その黒い石は俺が水死体になりかけた時に見たやつ。
透明度の全くない、漆黒の丸い石。
そういえばこの石が水に沈んだ後から水面が上がらなくなったんだっけ。
もしかして、この石があの大穴を開けたとか。
めちゃくちゃ重かったりして……ちょっと触ってみるか。
見た目の不気味なその石にそっと近づいて行き、両手で抱えてみる。
その石は想像してた硬さは全く無く、逆にゼリーのような肌触りであった。
思ったより軽い。それに、石じゃないな。
なんだこれ?柔らかくてプニプニしてて……何か気持ちいぞ!
その物体が何なのかを考えず、ただ気持ちいと言う理由だけでそれを抱き抱える。
しばらくの間、その黒いプニプニに癒されていると、またどこからか声がするのであった。
「ヤ……ロ」
「ん?。また声が聞こえた気が」
「ヤ……メロ」
「や……めろ?……辞めろ?」
辞めろ? って何を?
自分に話しかけてくる声の主がまだわかっておらず、ひたすらに黒い物体をムニムニと弄り回していた。
「ヤメロ……ヤ……メロ!」
言葉は途切れ途切れ。でも、なんか怒ってる?
「ハ……ナセ!」
「な、なんだ?急に動きだして、がぁは!?」
俺の抱える黒いプニプニは急に動きを見せる。
手から離れ、変形し出したかと思えば、その丸い形状から触手のようなものがニョキニョキと生える。

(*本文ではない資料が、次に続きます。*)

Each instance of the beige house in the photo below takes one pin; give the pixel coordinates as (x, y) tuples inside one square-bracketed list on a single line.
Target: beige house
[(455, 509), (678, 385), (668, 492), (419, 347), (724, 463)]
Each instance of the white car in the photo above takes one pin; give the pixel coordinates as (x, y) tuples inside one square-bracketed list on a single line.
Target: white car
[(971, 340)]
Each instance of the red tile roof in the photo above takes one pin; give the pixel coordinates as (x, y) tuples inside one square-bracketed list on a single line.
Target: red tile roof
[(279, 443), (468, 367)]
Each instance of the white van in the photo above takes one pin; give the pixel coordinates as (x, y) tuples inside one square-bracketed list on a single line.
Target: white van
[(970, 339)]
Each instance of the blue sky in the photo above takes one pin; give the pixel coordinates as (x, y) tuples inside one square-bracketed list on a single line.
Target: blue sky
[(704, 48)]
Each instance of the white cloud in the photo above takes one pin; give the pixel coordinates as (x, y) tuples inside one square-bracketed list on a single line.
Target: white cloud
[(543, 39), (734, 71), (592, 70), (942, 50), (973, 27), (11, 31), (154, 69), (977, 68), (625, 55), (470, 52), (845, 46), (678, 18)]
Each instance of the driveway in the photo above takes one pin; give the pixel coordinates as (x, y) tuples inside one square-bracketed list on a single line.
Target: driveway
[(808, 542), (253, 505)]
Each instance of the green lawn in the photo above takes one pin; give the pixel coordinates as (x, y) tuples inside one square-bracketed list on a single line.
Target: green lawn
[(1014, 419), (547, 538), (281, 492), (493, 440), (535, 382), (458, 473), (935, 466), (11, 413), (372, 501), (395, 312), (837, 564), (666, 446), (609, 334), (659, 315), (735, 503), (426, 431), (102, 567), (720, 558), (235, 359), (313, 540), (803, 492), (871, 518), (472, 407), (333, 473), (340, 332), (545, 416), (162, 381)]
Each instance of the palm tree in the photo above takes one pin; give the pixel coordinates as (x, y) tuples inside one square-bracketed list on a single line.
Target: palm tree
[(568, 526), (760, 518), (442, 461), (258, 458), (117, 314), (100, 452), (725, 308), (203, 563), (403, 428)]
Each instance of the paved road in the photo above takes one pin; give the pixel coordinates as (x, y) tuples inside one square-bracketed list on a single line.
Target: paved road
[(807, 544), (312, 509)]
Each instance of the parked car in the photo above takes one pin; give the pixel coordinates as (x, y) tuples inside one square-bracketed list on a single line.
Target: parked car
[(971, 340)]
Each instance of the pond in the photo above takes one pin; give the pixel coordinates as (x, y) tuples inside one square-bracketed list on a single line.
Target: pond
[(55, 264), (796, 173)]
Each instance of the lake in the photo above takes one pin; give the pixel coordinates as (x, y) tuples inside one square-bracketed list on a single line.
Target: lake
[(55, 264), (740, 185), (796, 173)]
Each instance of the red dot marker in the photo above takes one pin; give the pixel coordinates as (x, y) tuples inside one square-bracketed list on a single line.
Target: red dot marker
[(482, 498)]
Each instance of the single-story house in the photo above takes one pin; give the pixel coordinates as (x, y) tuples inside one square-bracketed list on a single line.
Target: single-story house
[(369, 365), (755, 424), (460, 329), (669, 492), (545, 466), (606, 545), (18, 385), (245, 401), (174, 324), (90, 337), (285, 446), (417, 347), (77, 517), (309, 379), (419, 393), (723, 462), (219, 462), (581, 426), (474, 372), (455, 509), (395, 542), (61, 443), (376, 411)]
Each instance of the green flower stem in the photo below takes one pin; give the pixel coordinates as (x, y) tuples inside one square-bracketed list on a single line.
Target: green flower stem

そしてそれを俺が認識するのと同時に、俺は腹に一撃を入れられていたのだった。
地面から足が離れ、気づいたら何メートルも離れた壁のほうまで飛ばされていたのだった。
腹と背中にかなりの激痛。
攻撃を受け、壁にメリ込む。
自分の置かれた状況に気づいた時には、意識が飛びかけるほどの痛みを感じるのだった。
「今何が……痛い。痛い痛い痛い痛い痛い!」
攻撃されたのか今? 俺が?
何に? あの黒い石? あれにか?
状況の整理が全く追いつかない。
急な出来事でパニックになる。
俺は激痛に耐えきれず体を地面に寝かしつける。
元の世界では味わうことのない痛みを、今まさに体感する。
こんな、こんな痛いのって。
何で俺生きてるんだ……あ、あぁ。
涙とヨダレで顔がぐちゃぐちゃになる。
だが、まだ体は原型を保っていた。
そして、感じたことの無い痛みを受けたにも関わらず、まだ体に力が入るのは不思議でしかない。
「オワリ……タテナイ……オワリ?」
倒れている俺の元に、その黒い物体はゆっくりと近づいてくる。そして語りかけて来る。
その近付いて来る黒い物体を見て、やっと自分の置かれた状況を理解することが出来た。
俺は今コイツにやられたんだ。
多分腹パンをくらった。
ありえないぐらい痛い。
でもまだ息も出来てるし、立ち上がることは出来そうな気がする。
俺は激痛の中で体を起こす。
このまま寝てたら、また何かされても反応できないと思い、飛びそうになる意識が切れないよう、自分の顔を引っ叩き、その物体と対峙するため立ち上がる。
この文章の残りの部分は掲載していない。